Non si rinuncia (quasi) mai a sé stessi

Accade di sentirsi costretti a rinunciare a sé stessi. Ci si potrebbe sentire impoveriti, perché la rinuncia è eco nel cuore di una privazione di sé. E sembrerebbe che a opporsi vi sia da un lato la nostra identità, a cui si contrappone il mondo esterno, che richiede di fare un passo indietro, di tacitare sé stessi, come prezzo per evitare conflitti, lacerazioni, fatiche. Quel che si perde di sé pare inevitabile, perché costretti da un imperativo esterno.

In realtà, ciò che ci impone la nostra relazione con il mondo è dover scegliere, non quali parti di noi stessi proteggere e quali sacrificare. Si potrebbe invece credere di essere stati costretti a ciò a cui abbiamo rinunciato, es. la sincerità oppure l’onestà, invece che riconoscere nelle parole abbandonate, nelle azioni trattenute, nei desideri tacitati, l’esito di una scelta che avevamo a disposizione. Vi è rinuncia perché la vita non consente di vivere ed essere tutto quel che vorremmo, ma lascia nelle nostre mani la scelta di cosa conservare e perdere di noi stessi.

È noto che la nostra mente è una federazione eterogenea di bisogni, desideri, abitudini, valori. Molto distante da un’omogenea e unitaria identità, coerente nelle sue spinte e nei suoi modi di essere. Dentro di noi coesistono e sovente confliggono dualismi, contrapposizioni. Per questo siamo costantemente costretti alla sproporzione tra tutto ciò che siamo e una realtà con cui non è possibile essere tutto, quando quel che siamo è contraddittorio. Nella rinuncia si palesa questo dilemma, il disagio di un conflitto tra parti di noi stessi divergenti: vorremo dire quel che pensiamo ma ne temiamo le conseguenze, trovandoci nel conflitto tra l’aspirazione a dire il nostro pensiero, opposta a quella di evitarsi il disagio se si dicesse quel che si pensa.

Perciò se si tace, rinunciando alla trasparenza, non è perché l’esterno ci ha costretti al silenzio, ma perché, nella scelta che dovevamo fare trovandoci davanti all’inconciliabilità tra i nostri bisogni, si è preferito il silenzio alla fatica della parola.
Vorremmo uscire a cena con la persona amata ma avvertiamo la sua malavoglia. Un altro dilemma tra bisogni opposti: voler impegnarsi nel suscitare nell’altra persona un desiderio che pare assente oppure preferire la comodità della rassegnazione, che evita lo sforzo e il rischio di fallire.

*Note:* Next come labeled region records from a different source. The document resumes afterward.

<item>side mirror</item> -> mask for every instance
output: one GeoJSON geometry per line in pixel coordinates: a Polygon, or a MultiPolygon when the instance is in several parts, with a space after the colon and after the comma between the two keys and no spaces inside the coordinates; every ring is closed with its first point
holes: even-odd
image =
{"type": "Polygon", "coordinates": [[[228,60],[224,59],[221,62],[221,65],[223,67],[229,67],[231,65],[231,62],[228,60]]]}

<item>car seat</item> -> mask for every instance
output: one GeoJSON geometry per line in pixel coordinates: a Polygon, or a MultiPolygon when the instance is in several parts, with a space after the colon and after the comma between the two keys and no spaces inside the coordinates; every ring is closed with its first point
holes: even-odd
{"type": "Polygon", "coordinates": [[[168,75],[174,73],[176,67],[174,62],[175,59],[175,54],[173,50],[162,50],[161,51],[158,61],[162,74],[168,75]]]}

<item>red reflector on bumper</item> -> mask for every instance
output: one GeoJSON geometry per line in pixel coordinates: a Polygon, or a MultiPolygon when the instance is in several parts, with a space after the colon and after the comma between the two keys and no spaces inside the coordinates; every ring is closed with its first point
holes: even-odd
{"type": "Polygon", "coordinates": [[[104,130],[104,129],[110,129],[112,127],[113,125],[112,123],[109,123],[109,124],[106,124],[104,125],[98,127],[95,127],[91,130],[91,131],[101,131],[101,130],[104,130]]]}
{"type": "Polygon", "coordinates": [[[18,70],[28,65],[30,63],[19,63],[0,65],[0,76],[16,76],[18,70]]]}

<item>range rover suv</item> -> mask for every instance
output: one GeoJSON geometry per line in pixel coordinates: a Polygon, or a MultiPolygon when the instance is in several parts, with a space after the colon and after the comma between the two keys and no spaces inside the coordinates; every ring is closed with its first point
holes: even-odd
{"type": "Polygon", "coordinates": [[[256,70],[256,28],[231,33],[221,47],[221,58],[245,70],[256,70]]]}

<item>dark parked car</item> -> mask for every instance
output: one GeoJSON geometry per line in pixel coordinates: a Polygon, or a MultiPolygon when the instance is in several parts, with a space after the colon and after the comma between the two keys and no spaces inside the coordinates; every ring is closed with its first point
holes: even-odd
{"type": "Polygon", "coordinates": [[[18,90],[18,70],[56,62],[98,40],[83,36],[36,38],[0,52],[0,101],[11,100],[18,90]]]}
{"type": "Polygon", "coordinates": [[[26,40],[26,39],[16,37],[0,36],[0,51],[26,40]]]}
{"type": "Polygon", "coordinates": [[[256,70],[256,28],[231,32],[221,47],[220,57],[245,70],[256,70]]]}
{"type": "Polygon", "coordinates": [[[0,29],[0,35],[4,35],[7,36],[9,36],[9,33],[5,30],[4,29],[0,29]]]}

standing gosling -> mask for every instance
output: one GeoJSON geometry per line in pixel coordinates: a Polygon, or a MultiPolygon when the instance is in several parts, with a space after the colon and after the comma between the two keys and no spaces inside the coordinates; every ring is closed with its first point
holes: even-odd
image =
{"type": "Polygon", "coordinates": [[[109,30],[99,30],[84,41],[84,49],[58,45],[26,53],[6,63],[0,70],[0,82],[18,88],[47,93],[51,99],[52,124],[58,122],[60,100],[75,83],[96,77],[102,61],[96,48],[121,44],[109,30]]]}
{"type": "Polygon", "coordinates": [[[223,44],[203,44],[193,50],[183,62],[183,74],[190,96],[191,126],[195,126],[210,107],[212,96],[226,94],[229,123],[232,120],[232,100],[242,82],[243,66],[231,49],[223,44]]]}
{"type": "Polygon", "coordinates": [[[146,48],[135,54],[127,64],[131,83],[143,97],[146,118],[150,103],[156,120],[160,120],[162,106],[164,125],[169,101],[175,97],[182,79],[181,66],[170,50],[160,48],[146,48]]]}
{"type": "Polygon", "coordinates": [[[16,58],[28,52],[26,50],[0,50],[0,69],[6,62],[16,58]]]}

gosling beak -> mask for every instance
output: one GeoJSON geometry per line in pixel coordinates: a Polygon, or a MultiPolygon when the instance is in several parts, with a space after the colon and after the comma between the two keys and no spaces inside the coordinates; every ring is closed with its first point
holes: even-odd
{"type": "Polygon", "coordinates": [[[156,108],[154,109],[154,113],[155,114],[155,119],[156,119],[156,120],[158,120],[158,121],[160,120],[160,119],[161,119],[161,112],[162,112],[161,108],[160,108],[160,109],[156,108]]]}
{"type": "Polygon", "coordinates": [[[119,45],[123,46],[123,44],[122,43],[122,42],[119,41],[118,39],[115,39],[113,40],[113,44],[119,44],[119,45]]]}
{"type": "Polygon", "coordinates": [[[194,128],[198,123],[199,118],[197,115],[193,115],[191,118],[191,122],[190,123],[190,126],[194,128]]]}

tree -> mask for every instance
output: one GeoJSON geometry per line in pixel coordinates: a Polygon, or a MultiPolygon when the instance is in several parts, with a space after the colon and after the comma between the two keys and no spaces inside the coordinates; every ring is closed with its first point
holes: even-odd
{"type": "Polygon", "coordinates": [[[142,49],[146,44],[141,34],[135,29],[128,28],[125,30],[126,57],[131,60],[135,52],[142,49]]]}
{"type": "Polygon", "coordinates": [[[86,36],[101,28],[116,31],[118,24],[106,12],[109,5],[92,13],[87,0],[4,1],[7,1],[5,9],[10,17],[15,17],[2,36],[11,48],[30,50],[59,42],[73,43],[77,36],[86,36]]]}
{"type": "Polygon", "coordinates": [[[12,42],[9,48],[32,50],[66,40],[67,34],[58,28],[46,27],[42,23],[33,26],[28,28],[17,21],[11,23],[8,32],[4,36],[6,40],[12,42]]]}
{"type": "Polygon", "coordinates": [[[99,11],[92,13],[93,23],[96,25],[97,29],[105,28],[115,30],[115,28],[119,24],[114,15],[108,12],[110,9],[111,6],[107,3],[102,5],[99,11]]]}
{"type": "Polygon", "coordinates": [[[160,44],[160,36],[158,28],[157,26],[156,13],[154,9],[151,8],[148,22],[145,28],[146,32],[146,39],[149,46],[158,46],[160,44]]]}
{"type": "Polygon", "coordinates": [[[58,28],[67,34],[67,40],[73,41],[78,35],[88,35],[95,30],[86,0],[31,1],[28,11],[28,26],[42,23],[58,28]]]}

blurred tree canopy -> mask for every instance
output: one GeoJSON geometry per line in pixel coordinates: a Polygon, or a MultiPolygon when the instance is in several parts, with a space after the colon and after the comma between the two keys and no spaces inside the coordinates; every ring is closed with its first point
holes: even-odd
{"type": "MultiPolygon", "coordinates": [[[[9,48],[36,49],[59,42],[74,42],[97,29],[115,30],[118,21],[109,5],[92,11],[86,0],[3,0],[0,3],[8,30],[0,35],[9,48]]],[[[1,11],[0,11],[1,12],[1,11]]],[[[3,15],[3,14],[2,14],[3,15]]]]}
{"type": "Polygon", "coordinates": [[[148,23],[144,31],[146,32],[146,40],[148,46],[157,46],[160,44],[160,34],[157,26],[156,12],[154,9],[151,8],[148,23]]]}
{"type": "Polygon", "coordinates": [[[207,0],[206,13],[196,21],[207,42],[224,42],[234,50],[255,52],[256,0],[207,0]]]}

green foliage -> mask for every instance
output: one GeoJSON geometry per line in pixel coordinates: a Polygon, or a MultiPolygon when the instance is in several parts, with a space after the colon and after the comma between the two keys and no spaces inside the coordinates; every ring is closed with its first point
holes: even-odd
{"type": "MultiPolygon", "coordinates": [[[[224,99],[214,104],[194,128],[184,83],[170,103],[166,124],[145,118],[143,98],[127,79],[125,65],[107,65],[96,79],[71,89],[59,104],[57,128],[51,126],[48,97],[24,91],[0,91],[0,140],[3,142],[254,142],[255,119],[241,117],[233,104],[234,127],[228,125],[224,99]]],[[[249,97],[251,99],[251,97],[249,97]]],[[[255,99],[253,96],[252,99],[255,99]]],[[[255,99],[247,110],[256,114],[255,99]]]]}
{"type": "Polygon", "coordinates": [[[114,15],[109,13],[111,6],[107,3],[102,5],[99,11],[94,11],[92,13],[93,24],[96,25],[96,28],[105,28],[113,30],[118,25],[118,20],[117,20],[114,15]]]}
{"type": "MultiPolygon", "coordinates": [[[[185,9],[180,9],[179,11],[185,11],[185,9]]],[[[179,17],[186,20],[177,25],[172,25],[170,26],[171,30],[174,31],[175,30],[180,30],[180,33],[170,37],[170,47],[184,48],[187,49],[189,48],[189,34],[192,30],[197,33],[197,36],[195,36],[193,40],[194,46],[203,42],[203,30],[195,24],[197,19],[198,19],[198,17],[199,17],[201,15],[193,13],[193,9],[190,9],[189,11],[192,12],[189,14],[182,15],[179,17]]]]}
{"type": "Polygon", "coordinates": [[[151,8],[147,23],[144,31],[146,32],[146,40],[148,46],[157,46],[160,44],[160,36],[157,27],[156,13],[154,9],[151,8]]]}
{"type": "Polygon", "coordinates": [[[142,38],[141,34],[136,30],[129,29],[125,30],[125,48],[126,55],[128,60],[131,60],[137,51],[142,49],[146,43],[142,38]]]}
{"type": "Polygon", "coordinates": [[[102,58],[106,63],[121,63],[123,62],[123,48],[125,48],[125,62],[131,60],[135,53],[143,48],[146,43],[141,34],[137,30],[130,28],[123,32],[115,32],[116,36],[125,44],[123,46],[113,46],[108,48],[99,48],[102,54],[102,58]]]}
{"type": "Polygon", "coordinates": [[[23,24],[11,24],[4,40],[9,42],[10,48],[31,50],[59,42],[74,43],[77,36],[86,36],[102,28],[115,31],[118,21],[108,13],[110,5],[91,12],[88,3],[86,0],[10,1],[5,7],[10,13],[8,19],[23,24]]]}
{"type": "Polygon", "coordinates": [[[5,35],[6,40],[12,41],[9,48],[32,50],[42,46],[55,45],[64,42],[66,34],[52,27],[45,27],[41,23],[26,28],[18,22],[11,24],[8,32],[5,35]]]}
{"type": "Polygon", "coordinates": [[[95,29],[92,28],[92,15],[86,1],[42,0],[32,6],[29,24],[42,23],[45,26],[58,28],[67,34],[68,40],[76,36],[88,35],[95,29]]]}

L’esperienza della rinuncia mette in relazione antagonista componenti diverse di sé, bisogni e desideri del proprio eterogeneo mondo di valori, esigenze, emozioni e paure. Senonché, se consideriamo le nostre rinunce come il prodotto di un obbligo a cui non ci si poteva sottrarre, credendo di non avere alternative, la scelta viene rimossa e delegata all’opera inconsapevole dell’inconscio, che facilmente preferirà le rinunce meno dolorose o più routinizzate. Impossessarsi delle rinunce è dunque proteggere la propria libertà, perché saper rinunciare significa scegliere, scegliere la parte di noi stessi che preferiamo essere, irrinunciabile, anche se costa molta fatica.